This record is something kind of special, though; I hesitate to get too excited about it, because it’s a covers album, after all, and they tend to make me ill, but Seeger Sessions is unexpectedly, exhiliratingly good. Maybe even great.
On the surface, Springsteen doing Pete Seeger may not sound like much to get worked up about, particularly for fans hoping for another album with the E Street Band. Albums of dusty old leftist folk songs tend to be of major interest only to musicologists and dusty old leftists, and though re-casting Seeger’s classic screeds in a modern light makes a certain amount of sense, it’s tough to put together an entertaining polemic. Trad folk and the modern ear don’t get along too well, for the most part; there are many reasons for this, enough to fill a book with, and I won’t get into them here. The point is, The Seeger Sessions was an iffy proposition.
And yet it works — not only as an homage to the titular songwriter and American hero, but as a Springsteen album. It’s a bit of a revelation, in fact. The great irony at the heart of Springsteen’s work has always been that, even as he rejoiced in the redemptive power of pure rock & roll, he was continually at war with the joyous spontenaeity that is rock’s lifeblood. In a way, he’s succeeded in spite of himself; it’s difficult to think of another performer who has been able to assemble his records so meticulously without bleaching all the fun out of them.

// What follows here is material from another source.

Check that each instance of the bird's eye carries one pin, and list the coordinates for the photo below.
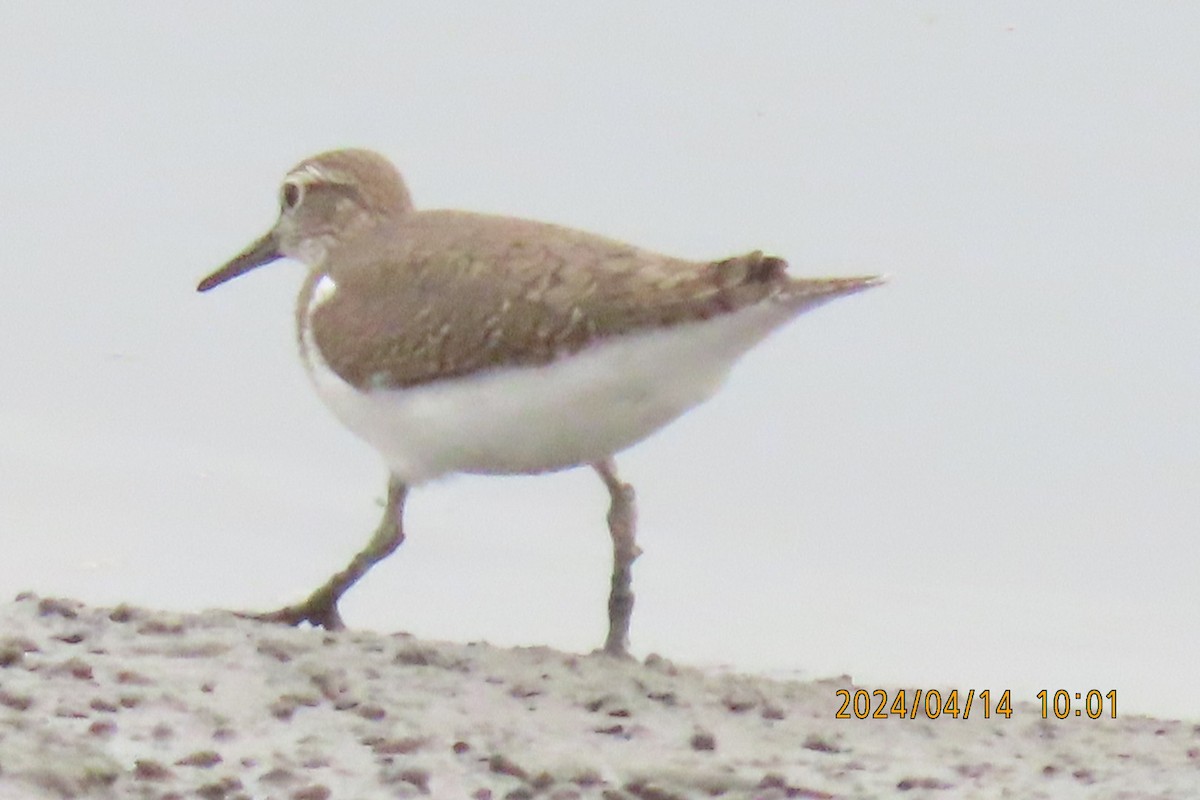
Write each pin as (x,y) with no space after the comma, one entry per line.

It’s for this reason that perhaps the best thing about listening to Seeger Sessions is hearing Springsteen finally loosen up. He assembled a huge hootenanny combo for this album, and recorded most of it in just a couple of days; since Seeger’s songs were always meant to be felt as much as listened to, the approach is a particularly perfect fit. Listeners who dismiss this record out of hand as boring, didactic folk music are missing the point, and doing themselves a disservice besides — these songs have more real, raw rock energy than anything Springsteen has recorded in years. Maybe ever. To hear him directing the band on the fly is to hear the sound of a man who has learned to stop analyzing the music’s power and simply give himself over to it.
Along those same lines, listeners who aren’t interested in a left-wing sermon have little to fear. There’s no denying or getting around which end of the political spectrum Seeger’s from, but the bulk of his songs make their points more subtly than a nation raised on jokes about “If I Had a Hammer” might remember or expect, and Springsteen has chosen to focus on the less overtly political material here.
It’s a smart choice. Not only does Springsteen avoid alienating his six remaining Republican fans, he also sidesteps the annoying preachiness that bogs down most political music. He realizes, as did Seeger, that left-wing sentiments in particular are best expressed from among the congregation, not the pulpit.
All this aside, The Seeger Sessions is simply a fun listen. Though songs like “Old Dan Tucker” (download) and “Pay Me My Money Down” (download) may not have a chance in hell of making it into heavy rotation on many station playlists, but they sound as fresh and relevant today as they ever have — as much a product of Seeger’s genius as it is Springsteen’s.